Os meus romances anteriores, assim como esse, são quebra-cabeças polifônicos. Acredito que é uma estrutura que traz uma riqueza para um romance se espraiar com mais capilaridade, o que leva o leitor, caso a experiência de leitura seja bem-sucedida, para mais caminhos de entendimento. Para esse livro, achei que o tema pedia ainda mais uma estrutura não linear, e mais vozes, mas não somente diferentes pontos de vista narrativos, mas de estilo, então quis utilizar outros modelos narrativos para o romance (o ensaio, o conto também estão lá). Também pedia mais de um tempo narrativo, então o livro se passa “nos dias atuais” (2019-2023) para explorar o tema da família e num futuro de certa forma distante – “último terço do século 21” – em que o centro da discussão é a humanidade em geral.

 

O que foi possível programar no desenvolvimento da narrativa? Quais “acasos e decisões” o fizeram escrever?

A narrativa tem três vértices: o debate entre um candidato humano e uma inteligência artificial no último terço do século 21, a história de uma família “nos dias atuais” já de certa maneira atravessada por questões ligadas à inteligência artificial e os ensaios, contos e outros textos sobre como a inteligência artificial já está embrenhada no nosso cotidiano e de que maneira ela afetará ainda mais nossa vida. Cada uma das três partes conversam entre si e afetam umas às outras. Escrever cada uma delas foi como mexer em peças em que um movimento afetava os demais, criava novas percepções e desvios. Nada é acaso, nesse sentido.

 

Considera que “Movimento 78” é um livro distópico ou pode ser também premonitório?

É um livro que olha para o futuro para discutir o presente. Acho que essa poderia ser uma definição de uma boa distopia, um futuro possível que já está encaminhado a vir a acontecer com as decisões que tomamos no presente.

 

Você não acha que, dado o histórico da espécie humana e o que temos feito com o planeta e uns com os outros, não é uma ideia aprazível que as IAs assumam o controle e eventualmente se livrem de nós?

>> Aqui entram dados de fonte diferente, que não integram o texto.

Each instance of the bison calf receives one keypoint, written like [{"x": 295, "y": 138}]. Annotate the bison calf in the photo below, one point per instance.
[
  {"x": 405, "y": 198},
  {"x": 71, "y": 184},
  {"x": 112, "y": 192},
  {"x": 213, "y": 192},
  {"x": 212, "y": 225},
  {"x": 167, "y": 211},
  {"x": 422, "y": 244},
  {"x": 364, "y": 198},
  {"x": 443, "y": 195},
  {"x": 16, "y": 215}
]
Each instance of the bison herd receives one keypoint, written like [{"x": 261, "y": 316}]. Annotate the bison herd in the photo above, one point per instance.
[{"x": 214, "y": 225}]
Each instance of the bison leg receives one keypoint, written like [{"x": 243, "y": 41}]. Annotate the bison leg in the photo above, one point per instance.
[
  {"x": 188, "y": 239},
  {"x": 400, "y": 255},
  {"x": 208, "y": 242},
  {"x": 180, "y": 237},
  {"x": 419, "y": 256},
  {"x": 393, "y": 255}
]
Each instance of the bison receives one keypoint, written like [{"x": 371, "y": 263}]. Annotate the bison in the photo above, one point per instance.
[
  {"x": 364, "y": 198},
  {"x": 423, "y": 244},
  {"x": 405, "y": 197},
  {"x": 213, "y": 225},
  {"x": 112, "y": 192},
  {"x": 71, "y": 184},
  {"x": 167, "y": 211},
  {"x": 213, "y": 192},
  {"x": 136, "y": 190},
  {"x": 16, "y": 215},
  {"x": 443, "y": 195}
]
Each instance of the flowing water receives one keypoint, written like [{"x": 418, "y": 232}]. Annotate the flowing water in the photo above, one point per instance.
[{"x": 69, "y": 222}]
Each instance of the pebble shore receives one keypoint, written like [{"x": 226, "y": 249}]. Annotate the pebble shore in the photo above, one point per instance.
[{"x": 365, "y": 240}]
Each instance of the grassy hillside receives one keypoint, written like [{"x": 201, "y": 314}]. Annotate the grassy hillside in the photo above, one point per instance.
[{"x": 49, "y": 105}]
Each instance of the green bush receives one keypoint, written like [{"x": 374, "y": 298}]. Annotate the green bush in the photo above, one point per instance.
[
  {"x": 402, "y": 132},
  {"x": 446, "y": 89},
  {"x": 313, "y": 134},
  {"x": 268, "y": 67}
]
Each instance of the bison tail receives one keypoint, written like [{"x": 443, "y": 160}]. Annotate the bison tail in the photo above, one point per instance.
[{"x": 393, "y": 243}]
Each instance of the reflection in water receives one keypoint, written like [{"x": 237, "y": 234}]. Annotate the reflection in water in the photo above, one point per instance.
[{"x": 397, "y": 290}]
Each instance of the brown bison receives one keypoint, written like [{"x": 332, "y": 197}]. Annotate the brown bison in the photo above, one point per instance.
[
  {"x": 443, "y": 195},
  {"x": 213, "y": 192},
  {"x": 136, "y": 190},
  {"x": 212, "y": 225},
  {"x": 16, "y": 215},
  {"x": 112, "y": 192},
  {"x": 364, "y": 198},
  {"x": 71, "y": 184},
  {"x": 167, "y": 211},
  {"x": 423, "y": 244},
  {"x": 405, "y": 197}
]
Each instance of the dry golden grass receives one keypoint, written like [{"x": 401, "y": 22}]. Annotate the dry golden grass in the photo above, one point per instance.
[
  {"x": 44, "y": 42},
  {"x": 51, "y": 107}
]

O ser humano individualmente não consegue encarar a ideia de morte, assim como o ser humano como coletivo também não consegue pensar em sua própria extinção sem um esgar de espanto. A ideia de uma guerra nuclear foi por décadas esse fantasma coletivo. A crise climática, e agora também as inteligências artificiais, nos forçarão a discutir o assunto. Só que isso ainda não acontece. Esses assuntos passam ao largo dos debates públicos. E em pouco tempo talvez seja tarde demais.

 

No caso das IAs, acho que elas podem agregar alguns tipos de soluções para a administração pública daqui a um tempo (não muito longe), mas sem algum tipo de regulamentação sobre o assunto, não poderemos ter certeza de qual objetivo estará por trás de algumas das decisões. E, sem controle, o destino da humanidade pode, sim, ser o que acontece no livro.

 

O conceito de historicidade (sobretudo ligado à memória) é muito importante no livro. Em relação a isso, e dadas as circunstâncias em que vivemos, não só de desrespeito à memória e à história, mas de reavivamento e intensificação de ideologias e práticas fascistas, você não acha que, independentemente das IAs, já não caminhamos para um espaço “a-histórico” ou “anti-historial”? 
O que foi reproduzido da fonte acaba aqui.